Security Planning and Incident Handling
2009-2010 - IMT3521 - 10 ECTS

Expected learning outcomes

The student shall after the end of the course understand the components of contingency planning. This includes the role of policies and procedures, as well as a basic understanding of incident reporting systems. To achieve such an understanding, an introduction to how incident reporting systems work and how to plan and conduct investigations will be given. Furthermore, the student needs to have a good overview of known organizatonal problems within incident reporting systems. The student should also have a good understanding of how to plan and handle large and small disasters. In conjunction with this, the student must also know business continuity planning.

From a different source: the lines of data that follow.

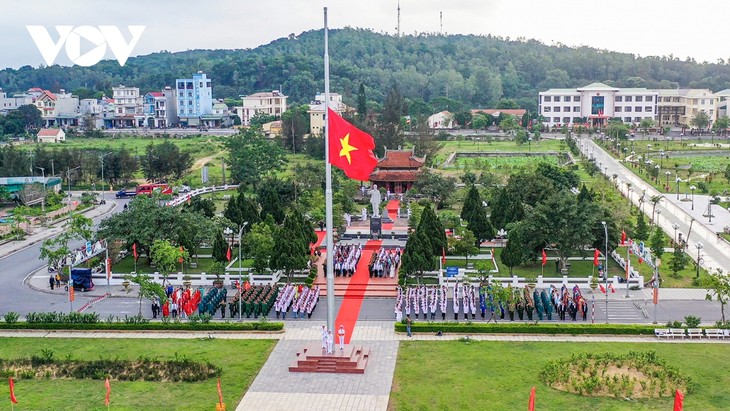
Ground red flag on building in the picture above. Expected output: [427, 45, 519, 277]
[104, 377, 112, 407]
[8, 378, 18, 404]
[674, 390, 684, 411]
[327, 108, 378, 181]
[218, 378, 223, 405]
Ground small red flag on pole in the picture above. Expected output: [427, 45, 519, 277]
[674, 390, 684, 411]
[218, 378, 223, 405]
[8, 378, 18, 404]
[104, 377, 112, 407]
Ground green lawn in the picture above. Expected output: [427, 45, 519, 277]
[112, 253, 253, 274]
[0, 338, 276, 411]
[388, 341, 730, 411]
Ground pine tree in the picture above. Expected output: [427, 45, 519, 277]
[416, 205, 448, 256]
[651, 225, 666, 258]
[634, 211, 649, 241]
[213, 230, 228, 263]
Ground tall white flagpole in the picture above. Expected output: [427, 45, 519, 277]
[324, 7, 335, 330]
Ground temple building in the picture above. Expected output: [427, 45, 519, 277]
[370, 147, 426, 194]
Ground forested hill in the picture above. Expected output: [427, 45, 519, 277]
[0, 29, 730, 112]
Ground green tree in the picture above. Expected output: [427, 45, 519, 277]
[413, 170, 456, 209]
[398, 230, 434, 285]
[140, 140, 193, 181]
[416, 205, 448, 256]
[357, 83, 368, 124]
[651, 224, 666, 258]
[639, 117, 655, 135]
[150, 240, 190, 277]
[634, 211, 649, 241]
[124, 273, 167, 318]
[689, 110, 710, 130]
[448, 228, 479, 264]
[225, 127, 286, 188]
[243, 223, 274, 273]
[213, 230, 232, 263]
[669, 247, 687, 277]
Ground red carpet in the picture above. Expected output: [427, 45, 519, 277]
[382, 200, 400, 230]
[333, 240, 382, 344]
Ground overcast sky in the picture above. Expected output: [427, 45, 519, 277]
[0, 0, 730, 69]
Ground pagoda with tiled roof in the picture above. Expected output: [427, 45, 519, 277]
[370, 147, 426, 194]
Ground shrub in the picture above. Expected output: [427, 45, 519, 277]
[3, 311, 20, 324]
[684, 315, 702, 328]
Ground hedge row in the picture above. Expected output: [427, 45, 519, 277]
[395, 322, 654, 335]
[0, 321, 284, 331]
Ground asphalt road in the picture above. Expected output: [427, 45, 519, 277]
[0, 188, 720, 324]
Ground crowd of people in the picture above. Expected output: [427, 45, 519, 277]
[274, 283, 320, 320]
[394, 284, 589, 321]
[368, 247, 401, 278]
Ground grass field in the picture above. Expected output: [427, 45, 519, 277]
[0, 338, 276, 411]
[388, 341, 730, 411]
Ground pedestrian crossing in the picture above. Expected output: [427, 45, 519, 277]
[596, 299, 646, 323]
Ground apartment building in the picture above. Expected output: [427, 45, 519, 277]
[538, 83, 658, 127]
[233, 90, 288, 126]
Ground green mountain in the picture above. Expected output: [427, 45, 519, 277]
[0, 28, 730, 110]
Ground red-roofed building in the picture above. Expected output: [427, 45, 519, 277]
[38, 128, 66, 143]
[471, 108, 527, 118]
[370, 148, 426, 194]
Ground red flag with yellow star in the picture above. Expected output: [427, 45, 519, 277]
[327, 108, 378, 181]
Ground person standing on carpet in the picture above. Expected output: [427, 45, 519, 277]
[337, 324, 345, 351]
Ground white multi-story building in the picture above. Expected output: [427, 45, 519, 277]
[307, 93, 350, 135]
[234, 90, 288, 126]
[538, 83, 659, 127]
[175, 71, 213, 126]
[656, 89, 719, 127]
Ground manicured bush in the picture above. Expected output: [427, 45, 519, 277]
[0, 321, 284, 331]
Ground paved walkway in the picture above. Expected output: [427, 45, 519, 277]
[0, 321, 730, 411]
[578, 138, 730, 273]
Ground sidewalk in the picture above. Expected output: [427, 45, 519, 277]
[0, 321, 730, 411]
[0, 201, 116, 260]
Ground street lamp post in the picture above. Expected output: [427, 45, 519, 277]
[238, 221, 252, 320]
[695, 241, 702, 278]
[36, 166, 46, 223]
[99, 152, 114, 200]
[601, 221, 608, 324]
[675, 176, 682, 200]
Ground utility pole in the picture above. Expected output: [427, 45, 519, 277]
[99, 152, 113, 200]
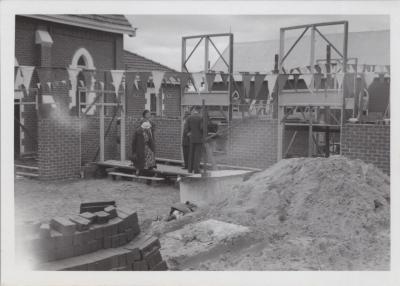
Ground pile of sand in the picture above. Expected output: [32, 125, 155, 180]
[212, 156, 390, 270]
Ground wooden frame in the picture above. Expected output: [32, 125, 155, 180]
[181, 33, 234, 120]
[277, 21, 348, 161]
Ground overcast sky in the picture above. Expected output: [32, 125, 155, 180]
[124, 15, 390, 70]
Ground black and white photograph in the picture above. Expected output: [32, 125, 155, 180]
[1, 1, 398, 285]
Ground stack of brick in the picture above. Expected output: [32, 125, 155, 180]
[14, 206, 167, 270]
[37, 236, 168, 271]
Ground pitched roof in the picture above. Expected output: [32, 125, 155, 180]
[212, 30, 390, 73]
[24, 14, 136, 36]
[123, 50, 177, 72]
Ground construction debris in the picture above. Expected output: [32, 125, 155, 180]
[17, 205, 167, 270]
[209, 156, 390, 270]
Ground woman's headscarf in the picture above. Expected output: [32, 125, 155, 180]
[140, 121, 151, 129]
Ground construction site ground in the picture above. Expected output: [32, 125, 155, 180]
[15, 156, 390, 270]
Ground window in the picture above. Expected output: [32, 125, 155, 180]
[150, 93, 157, 115]
[77, 56, 86, 67]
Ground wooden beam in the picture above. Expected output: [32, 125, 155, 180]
[308, 106, 313, 157]
[204, 37, 212, 90]
[281, 21, 347, 31]
[277, 106, 285, 161]
[340, 21, 349, 155]
[181, 91, 230, 106]
[280, 27, 309, 65]
[228, 34, 236, 121]
[120, 90, 126, 160]
[182, 33, 233, 40]
[202, 99, 208, 176]
[278, 28, 285, 72]
[100, 89, 104, 162]
[284, 130, 297, 158]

1. Introduction and Overview of Contingency Planning
2. Planning for Organizational Readiness: Risk management, limits to risk management, incident reporting systems, business impact analysis
3. Incident Response: Preparation, organization, prevention, detection, notification, reaction, recovery, maintenance, operational problems for CSIRTS and organizational models for CSIRTs
4. Disaster Recovery: Preparation, implementation, operation and maintenance
5. Business Continuity: Preparation, implementation, operations and Maintenance
6. Crisis Management and Human Factors

Teaching Methods

Group works
Project work

Form(s) of Assessment

Written exam, 3 hours
Evaluation of Project(s)

Form(s) of Assessment (additional text)

Assessment: An overall evaluation based on a 100 point scale, where project work counts 50 points and final written exam counts 50 points. A minimum of 18 points have to be gained on the final exam. Conversion from 100 point scale to A-F scale according to recommended conversion table. In specific circumstances, emneansvarlig can slightly adjust the limits in the conversion table to enforce compatibility with the qualitative descriptions on the A-F scale.

Grading Scale

Alphabetical Scale, A(best) – F (fail)

External/internal examiner

The lecturer will evaluate the exams.

Re-sit examination

No re-sit examination. The entire course has to be redone.

Examination support

English-Norwegian or English-other language dictionary

Teaching Materials

Michael Whitman og Herbert Mattord: Principles of Incident Response and Disaster Recovery. Thomson, 2007.

Additional litterature will be handed out.